Specialties respond to CRTC programming mandate queries
It's a truism in Canadian TV that specialty broadcasters will sometimes stray from their original programming mandates by rebranding before the CRTC's gravity attempts to reel them back in.
It’s a truism in Canadian TV that specialty broadcasters will sometimes stray from their original programming mandates by rebranding before the CRTC’s gravity attempts to reel them back in.
In the TV regulator’s latest scrutiny of specialty channel programming schedules, the CRTC has questioned MTV Canada on how U.S.-originated MTV reality shows conform with its original all-talk format.
“It would appear that several of your programs are not consistent with your nature of service, such as Jersey Shore, Cribs, Downtown Girls and Teen Mom,” the regulator told MTV Canada-parent CTVglobmedia in a July 27 letter.
In similar informal query letters also issued on July 27, Rogers Media has had to explain how shows like The Office and Mantracker reflect the mandate of its computer and Internet-themed channel G4, and Canwest Broadcasting has been asked how airing Project Runway Canada and Last 10 Pounds Boot Camp on TVTropolis is fitting for a specialty channel originally licensed for over-50 year-old viewers.
Each broadcaster offered a robust defense of their specialty programming mandates via written responses to the CRTC.
Kevin Goldstein, vice president of regulatory affairs for CTVglobemedia, in an Aug. 27 letter to the regulator said the MTV series Jersey Shore is characterized by “unscripted forms of conversation.”
He added that the popular cable reality series “documents the private discussions of a group of young New Jersey residents as they navigate issues affecting their lives, including, but not limited to, dating, careers and parties.”
Over at Canwest Global, Charlotte Bell, senior vice president of regulatory and government affairs, sprang to the defense of Project Runway Canada and Last 10 Pounds Boot Camp by pointing to BBM Canada PPM data that indicated significant audiences for both series among over-50 year-old viewers.
“Despite appearances, it is difficult to look at individual titles and simply conclude that a certain show does not belong on a given service.

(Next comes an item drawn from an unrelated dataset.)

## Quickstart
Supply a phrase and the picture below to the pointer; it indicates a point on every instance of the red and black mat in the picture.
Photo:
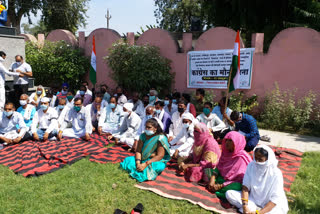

Underlying audience data may be very different than first supposed and there are always contextual factors to consider,” Bell told the regulator.
And Susan Wheeler, vice president of regulatory, media for Rogers Media, in an August 18 written response to the CRTC, said G4 has had to evolve beyond its original programming mandate after the 1990s dot.com boom went bust and young Canadians in recent years have become less in awe of the Internet and digital technology.
“People are a lot more ‘tech-savvy’ and the Internet has lost its original allure. As a result, audiences are less interested in programming niches like technology business news or ‘tech-ed’ segments,” Wheeler argued.
So Rogers Media has built G4’s audience with programming more varied, and so of greater interest to ‘e-generation’ viewers than the specialty’s original mandate allowed.
“However, in building our schedule we recognize that there are certain shows that fall directly and squarely within G4’s nature of service and that other programs such as The Office only do so in a more indirect way,” Wheeler conceded.
The CRTC’s informal programming mandate query comes ahead of upcoming license renewal hearings.